Property Type Description
is_running None Whether the aggregation and processing loops are active.
stats None Current BatchStats snapshot.

Methods

Method Description
start() Start the aggregation and processing loops.
stop() Graceful shutdown: process all enqueued work, then stop.
submit() Submit a single record for batched processing.
submit_batch() Convenience: submit multiple records and return their futures.

start()

def start()

Start the aggregation and processing loops.

Raises

Exception Description
RuntimeError If the batcher is already running.

stop()

def stop()

Graceful shutdown: process all enqueued work, then stop.
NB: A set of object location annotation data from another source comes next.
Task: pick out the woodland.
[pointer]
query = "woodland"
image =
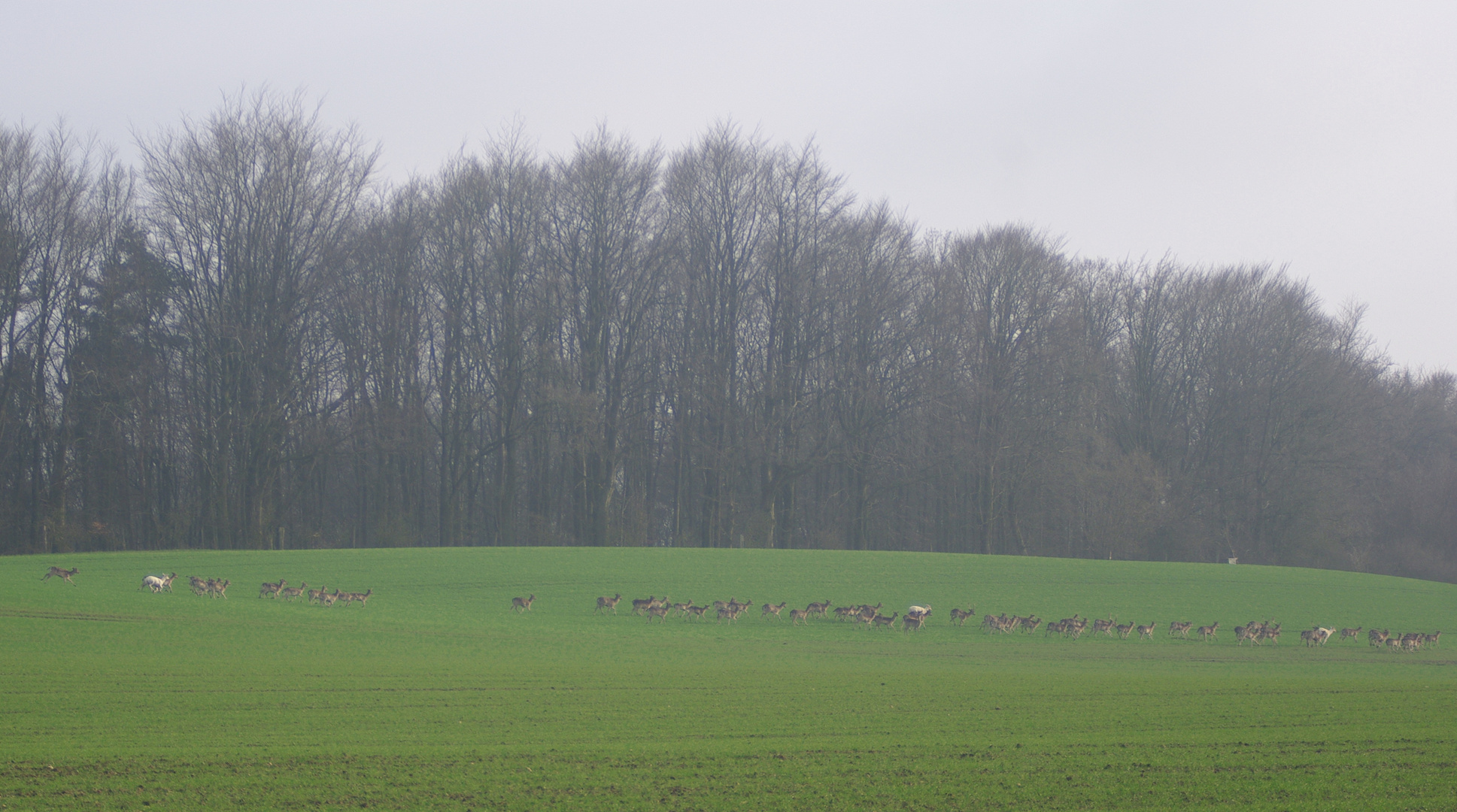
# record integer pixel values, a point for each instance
(253, 341)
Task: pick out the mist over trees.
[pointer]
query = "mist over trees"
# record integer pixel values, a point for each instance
(251, 342)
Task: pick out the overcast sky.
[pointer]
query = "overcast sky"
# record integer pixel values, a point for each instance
(1315, 135)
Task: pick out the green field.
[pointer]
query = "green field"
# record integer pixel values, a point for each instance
(438, 696)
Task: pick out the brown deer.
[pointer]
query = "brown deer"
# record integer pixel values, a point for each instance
(63, 574)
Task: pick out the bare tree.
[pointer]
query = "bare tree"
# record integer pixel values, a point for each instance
(251, 208)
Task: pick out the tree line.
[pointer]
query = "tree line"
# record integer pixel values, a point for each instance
(251, 342)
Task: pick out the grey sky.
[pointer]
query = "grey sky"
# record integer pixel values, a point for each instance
(1318, 135)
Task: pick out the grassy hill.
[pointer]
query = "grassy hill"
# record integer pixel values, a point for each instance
(438, 696)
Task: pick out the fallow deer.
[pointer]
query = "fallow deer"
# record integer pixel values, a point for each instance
(63, 574)
(290, 592)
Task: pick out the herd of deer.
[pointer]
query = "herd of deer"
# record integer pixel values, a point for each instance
(320, 595)
(914, 619)
(1073, 628)
(733, 609)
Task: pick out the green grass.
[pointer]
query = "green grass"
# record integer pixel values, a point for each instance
(438, 696)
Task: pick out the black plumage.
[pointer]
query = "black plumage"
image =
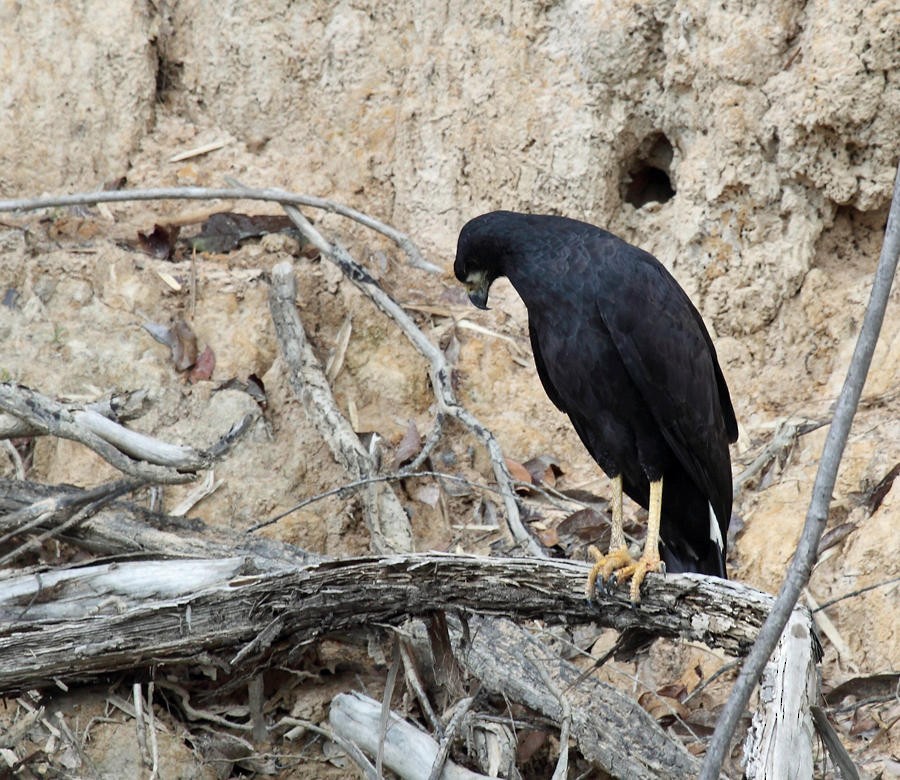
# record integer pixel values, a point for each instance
(621, 349)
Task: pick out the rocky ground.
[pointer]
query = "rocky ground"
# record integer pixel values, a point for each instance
(752, 150)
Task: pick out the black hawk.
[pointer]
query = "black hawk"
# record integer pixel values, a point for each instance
(621, 349)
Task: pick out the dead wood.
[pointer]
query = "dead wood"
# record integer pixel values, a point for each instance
(133, 453)
(387, 522)
(98, 619)
(439, 372)
(610, 728)
(780, 740)
(124, 528)
(408, 752)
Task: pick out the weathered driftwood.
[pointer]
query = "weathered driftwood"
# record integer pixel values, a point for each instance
(117, 406)
(387, 522)
(610, 728)
(124, 528)
(780, 740)
(439, 371)
(107, 627)
(408, 752)
(133, 453)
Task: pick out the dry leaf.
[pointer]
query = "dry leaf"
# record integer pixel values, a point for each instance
(161, 242)
(178, 337)
(427, 494)
(520, 474)
(544, 470)
(408, 447)
(203, 367)
(587, 524)
(225, 230)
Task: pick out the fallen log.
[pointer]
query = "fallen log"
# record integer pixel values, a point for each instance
(97, 619)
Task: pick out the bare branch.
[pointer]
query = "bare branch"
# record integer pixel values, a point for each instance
(124, 528)
(106, 438)
(408, 751)
(243, 193)
(805, 556)
(439, 370)
(156, 611)
(386, 520)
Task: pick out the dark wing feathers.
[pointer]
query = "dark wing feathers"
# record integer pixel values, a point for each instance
(668, 354)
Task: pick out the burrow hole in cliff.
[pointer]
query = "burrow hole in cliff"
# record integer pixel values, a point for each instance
(646, 174)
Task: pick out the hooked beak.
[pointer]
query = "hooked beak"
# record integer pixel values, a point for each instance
(478, 284)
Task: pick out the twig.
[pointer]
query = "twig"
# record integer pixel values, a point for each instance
(117, 406)
(243, 193)
(440, 760)
(389, 686)
(415, 682)
(832, 741)
(855, 593)
(805, 556)
(387, 522)
(348, 746)
(14, 456)
(102, 436)
(439, 370)
(122, 614)
(344, 490)
(562, 763)
(256, 700)
(111, 492)
(407, 749)
(123, 528)
(139, 726)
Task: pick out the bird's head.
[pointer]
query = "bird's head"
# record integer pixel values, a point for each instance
(479, 257)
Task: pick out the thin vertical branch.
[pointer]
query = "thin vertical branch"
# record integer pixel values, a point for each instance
(806, 554)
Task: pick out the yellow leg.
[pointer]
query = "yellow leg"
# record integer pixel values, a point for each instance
(649, 561)
(618, 555)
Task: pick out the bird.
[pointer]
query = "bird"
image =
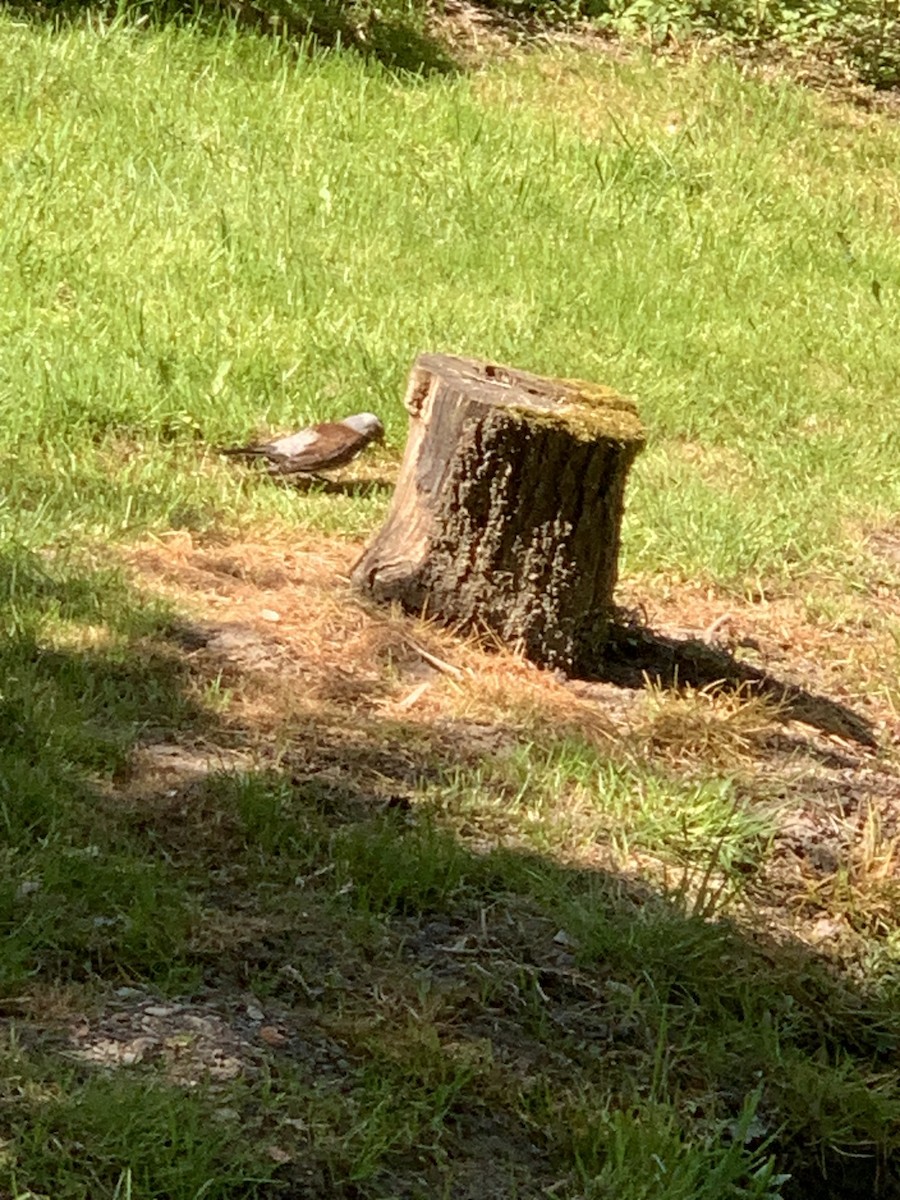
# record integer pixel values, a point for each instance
(317, 448)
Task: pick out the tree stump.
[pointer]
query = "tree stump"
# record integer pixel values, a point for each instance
(508, 508)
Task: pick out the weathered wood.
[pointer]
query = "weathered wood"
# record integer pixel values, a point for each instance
(508, 508)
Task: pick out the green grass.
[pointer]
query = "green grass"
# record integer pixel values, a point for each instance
(204, 237)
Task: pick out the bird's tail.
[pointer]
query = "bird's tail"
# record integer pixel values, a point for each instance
(241, 451)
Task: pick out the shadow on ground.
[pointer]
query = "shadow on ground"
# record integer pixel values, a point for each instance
(427, 1017)
(639, 657)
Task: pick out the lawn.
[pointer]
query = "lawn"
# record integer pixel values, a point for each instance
(304, 898)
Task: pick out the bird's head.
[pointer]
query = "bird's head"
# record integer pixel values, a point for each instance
(366, 424)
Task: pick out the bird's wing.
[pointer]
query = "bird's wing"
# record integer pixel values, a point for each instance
(293, 443)
(333, 447)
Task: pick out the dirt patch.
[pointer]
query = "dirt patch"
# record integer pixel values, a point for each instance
(367, 701)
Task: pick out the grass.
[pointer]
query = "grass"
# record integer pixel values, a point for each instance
(457, 933)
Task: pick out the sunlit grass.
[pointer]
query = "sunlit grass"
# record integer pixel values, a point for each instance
(205, 238)
(208, 238)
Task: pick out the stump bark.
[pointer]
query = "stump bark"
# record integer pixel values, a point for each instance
(508, 508)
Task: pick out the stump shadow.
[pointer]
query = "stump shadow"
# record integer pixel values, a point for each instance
(639, 657)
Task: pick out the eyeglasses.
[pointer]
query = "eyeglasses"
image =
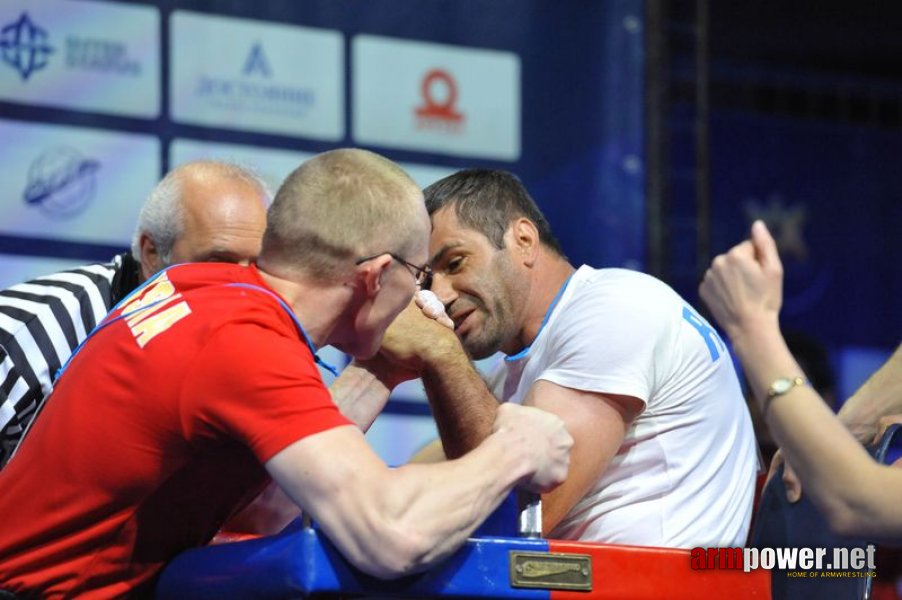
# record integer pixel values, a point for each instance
(423, 275)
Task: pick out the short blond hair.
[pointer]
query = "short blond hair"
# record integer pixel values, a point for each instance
(336, 208)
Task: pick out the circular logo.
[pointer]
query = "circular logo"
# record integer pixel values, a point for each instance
(61, 182)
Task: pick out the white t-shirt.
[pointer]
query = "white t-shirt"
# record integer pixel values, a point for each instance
(684, 476)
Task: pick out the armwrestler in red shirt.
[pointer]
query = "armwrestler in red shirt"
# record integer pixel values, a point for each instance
(202, 385)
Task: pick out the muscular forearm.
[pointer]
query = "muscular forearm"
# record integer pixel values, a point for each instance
(834, 469)
(447, 505)
(880, 396)
(359, 394)
(463, 407)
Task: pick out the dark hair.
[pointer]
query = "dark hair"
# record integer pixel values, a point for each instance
(487, 201)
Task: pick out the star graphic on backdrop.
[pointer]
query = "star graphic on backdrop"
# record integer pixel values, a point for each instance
(785, 223)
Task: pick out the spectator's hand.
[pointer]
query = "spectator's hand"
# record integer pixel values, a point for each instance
(745, 286)
(540, 436)
(790, 480)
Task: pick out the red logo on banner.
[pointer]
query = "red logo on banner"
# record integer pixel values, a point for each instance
(439, 91)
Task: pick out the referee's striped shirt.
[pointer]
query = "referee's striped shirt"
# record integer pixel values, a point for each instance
(42, 321)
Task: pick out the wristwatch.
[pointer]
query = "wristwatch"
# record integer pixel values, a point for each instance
(783, 385)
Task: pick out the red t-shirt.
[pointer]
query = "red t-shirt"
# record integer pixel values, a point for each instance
(157, 433)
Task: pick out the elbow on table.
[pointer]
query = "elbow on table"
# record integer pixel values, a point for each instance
(396, 550)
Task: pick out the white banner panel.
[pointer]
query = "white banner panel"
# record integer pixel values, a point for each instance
(73, 183)
(16, 269)
(91, 56)
(447, 99)
(256, 76)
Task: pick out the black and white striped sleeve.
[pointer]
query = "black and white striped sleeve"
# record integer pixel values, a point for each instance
(41, 323)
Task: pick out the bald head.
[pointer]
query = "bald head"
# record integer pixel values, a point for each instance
(201, 211)
(340, 206)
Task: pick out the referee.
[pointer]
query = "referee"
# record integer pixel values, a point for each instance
(200, 211)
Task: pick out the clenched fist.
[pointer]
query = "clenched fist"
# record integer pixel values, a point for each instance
(541, 438)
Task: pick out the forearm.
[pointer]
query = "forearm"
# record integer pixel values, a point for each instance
(391, 523)
(834, 469)
(446, 502)
(881, 395)
(359, 394)
(463, 407)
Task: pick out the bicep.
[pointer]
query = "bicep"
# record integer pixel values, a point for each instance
(598, 424)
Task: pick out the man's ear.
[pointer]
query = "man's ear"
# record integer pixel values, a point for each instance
(371, 272)
(150, 259)
(523, 237)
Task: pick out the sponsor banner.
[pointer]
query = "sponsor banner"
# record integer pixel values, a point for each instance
(273, 164)
(16, 269)
(91, 56)
(838, 562)
(434, 97)
(74, 184)
(256, 76)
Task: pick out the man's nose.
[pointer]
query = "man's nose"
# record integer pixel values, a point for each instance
(442, 288)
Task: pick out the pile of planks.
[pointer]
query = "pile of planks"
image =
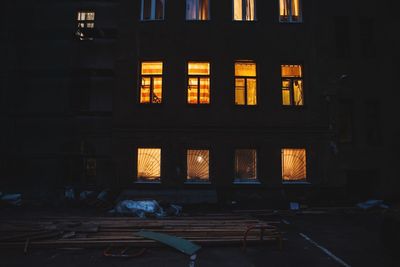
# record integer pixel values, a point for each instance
(88, 232)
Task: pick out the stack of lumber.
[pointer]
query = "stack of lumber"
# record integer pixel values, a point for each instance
(205, 230)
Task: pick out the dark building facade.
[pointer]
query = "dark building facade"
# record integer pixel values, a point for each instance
(197, 100)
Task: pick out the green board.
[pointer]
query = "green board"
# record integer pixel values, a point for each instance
(180, 244)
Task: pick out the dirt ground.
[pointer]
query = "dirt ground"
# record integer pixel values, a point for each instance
(334, 239)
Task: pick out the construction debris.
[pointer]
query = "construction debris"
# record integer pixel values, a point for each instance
(84, 232)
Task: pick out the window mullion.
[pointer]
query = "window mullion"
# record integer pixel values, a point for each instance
(198, 90)
(245, 91)
(153, 9)
(243, 9)
(151, 89)
(292, 101)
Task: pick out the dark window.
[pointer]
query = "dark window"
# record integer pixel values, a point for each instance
(373, 122)
(152, 10)
(342, 36)
(367, 37)
(345, 120)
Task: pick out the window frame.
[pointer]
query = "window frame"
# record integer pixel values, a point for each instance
(245, 89)
(244, 13)
(241, 181)
(152, 12)
(291, 92)
(198, 181)
(306, 180)
(289, 19)
(139, 180)
(198, 76)
(85, 26)
(152, 76)
(198, 11)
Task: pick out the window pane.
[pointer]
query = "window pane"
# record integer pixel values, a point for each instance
(245, 164)
(149, 163)
(250, 10)
(191, 9)
(239, 92)
(199, 68)
(245, 69)
(145, 90)
(204, 10)
(204, 90)
(298, 92)
(192, 90)
(237, 9)
(198, 165)
(295, 9)
(251, 92)
(291, 71)
(152, 68)
(159, 9)
(293, 164)
(286, 97)
(146, 15)
(283, 8)
(90, 16)
(157, 90)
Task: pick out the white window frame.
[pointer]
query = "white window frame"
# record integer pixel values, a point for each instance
(153, 11)
(244, 13)
(290, 16)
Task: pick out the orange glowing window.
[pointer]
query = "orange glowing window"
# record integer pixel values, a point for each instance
(294, 165)
(198, 165)
(245, 83)
(290, 11)
(198, 83)
(244, 10)
(151, 82)
(149, 164)
(245, 165)
(292, 85)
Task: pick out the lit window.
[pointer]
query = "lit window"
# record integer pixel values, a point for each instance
(198, 83)
(290, 11)
(198, 165)
(292, 85)
(294, 165)
(197, 10)
(244, 10)
(152, 10)
(85, 21)
(245, 165)
(151, 82)
(149, 164)
(245, 83)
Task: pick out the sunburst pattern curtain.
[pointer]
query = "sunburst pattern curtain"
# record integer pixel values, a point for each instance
(149, 163)
(294, 166)
(198, 165)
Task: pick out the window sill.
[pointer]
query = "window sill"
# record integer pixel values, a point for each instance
(256, 182)
(244, 21)
(296, 183)
(152, 20)
(197, 20)
(197, 182)
(147, 182)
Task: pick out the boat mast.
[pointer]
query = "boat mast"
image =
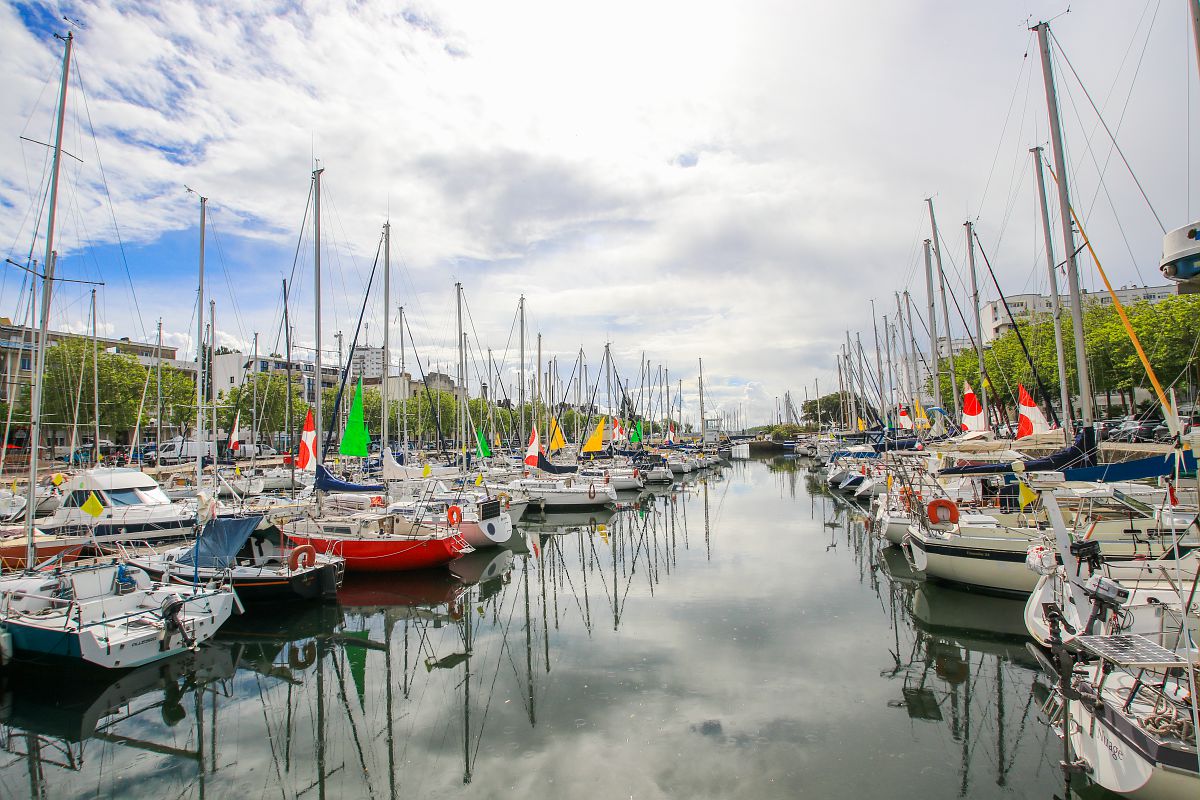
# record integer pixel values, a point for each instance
(384, 396)
(1068, 234)
(316, 275)
(975, 301)
(35, 421)
(946, 313)
(935, 368)
(521, 388)
(403, 395)
(199, 354)
(95, 380)
(1055, 306)
(462, 388)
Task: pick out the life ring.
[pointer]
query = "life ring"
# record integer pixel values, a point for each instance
(301, 557)
(303, 657)
(935, 509)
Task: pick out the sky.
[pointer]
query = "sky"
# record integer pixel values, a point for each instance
(733, 182)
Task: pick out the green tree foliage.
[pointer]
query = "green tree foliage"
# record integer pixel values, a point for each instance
(1167, 331)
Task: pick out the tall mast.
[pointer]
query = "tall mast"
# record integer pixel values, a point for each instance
(403, 395)
(157, 434)
(521, 388)
(95, 378)
(1055, 306)
(316, 277)
(1068, 234)
(384, 396)
(935, 368)
(975, 301)
(460, 402)
(199, 354)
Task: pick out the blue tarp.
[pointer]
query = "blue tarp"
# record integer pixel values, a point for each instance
(327, 482)
(219, 542)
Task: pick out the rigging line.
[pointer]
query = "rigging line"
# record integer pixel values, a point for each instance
(1017, 328)
(1008, 115)
(1105, 125)
(108, 196)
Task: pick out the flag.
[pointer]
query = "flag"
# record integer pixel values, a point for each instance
(533, 449)
(355, 438)
(972, 410)
(1026, 495)
(557, 441)
(595, 441)
(91, 506)
(307, 458)
(481, 449)
(1031, 419)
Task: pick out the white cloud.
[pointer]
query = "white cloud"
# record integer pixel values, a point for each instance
(694, 180)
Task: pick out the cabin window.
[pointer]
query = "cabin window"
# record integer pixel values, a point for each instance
(124, 497)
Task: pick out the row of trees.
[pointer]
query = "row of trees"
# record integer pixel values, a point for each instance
(1168, 332)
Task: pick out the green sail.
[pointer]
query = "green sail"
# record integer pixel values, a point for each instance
(355, 439)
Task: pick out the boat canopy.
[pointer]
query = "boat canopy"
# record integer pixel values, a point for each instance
(219, 542)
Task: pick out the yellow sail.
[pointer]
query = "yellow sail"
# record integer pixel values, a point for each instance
(595, 441)
(557, 440)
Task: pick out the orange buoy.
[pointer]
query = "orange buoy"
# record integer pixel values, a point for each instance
(941, 510)
(301, 557)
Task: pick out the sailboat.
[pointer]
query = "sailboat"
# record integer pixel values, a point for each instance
(109, 614)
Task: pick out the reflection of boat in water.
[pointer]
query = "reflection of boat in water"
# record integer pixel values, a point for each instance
(75, 704)
(413, 588)
(967, 615)
(565, 522)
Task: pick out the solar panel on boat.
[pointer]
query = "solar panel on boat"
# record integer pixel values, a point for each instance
(1129, 650)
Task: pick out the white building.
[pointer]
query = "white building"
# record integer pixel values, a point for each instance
(995, 320)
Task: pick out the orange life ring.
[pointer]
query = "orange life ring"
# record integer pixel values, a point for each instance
(934, 511)
(305, 553)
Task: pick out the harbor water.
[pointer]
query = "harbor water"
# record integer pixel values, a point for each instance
(737, 635)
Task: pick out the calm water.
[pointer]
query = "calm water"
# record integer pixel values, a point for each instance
(737, 636)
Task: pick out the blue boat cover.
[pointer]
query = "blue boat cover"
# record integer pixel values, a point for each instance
(219, 542)
(327, 482)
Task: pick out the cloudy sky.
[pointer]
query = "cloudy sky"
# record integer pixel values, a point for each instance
(687, 180)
Blocks until every pending future is resolved.

submit()

def submit(
    record: RecordT,
    estimated_cost: int | None,
) -> asyncio.Future[ResultT]

Submit a single record for batched processing.

Returns an asyncio.Future that resolves once the batch containing this record has been processed.

Example::

future = await batcher.submit(my_record, estimated_cost=128)
result = await future
Parameter Type Description
record RecordT The input record.
estimated_cost int | None Optional explicit cost. When omitted the batcher tries cost_estimator, then record.estimate_cost(), then default_cost.

Returns

A future whose result is the corresponding entry from the list returned by process_fn.

Raises

Exception Description
RuntimeError If the batcher is not running.

If the internal queue is full this coroutine awaits until space is available, providing natural backpressure to fast producers.

submit_batch()

def submit_batch(
    records: Sequence[RecordT],
    estimated_cost: Sequence[int] | None,
) -> list[asyncio.Future[ResultT]]

Convenience: submit multiple records and return their futures.

Parameter Type Description
records Sequence[RecordT] Iterable of input records.
estimated_cost Sequence[int] | None Optional per-record cost estimates. Length must match records when provided.

Returns: List of futures, one per record.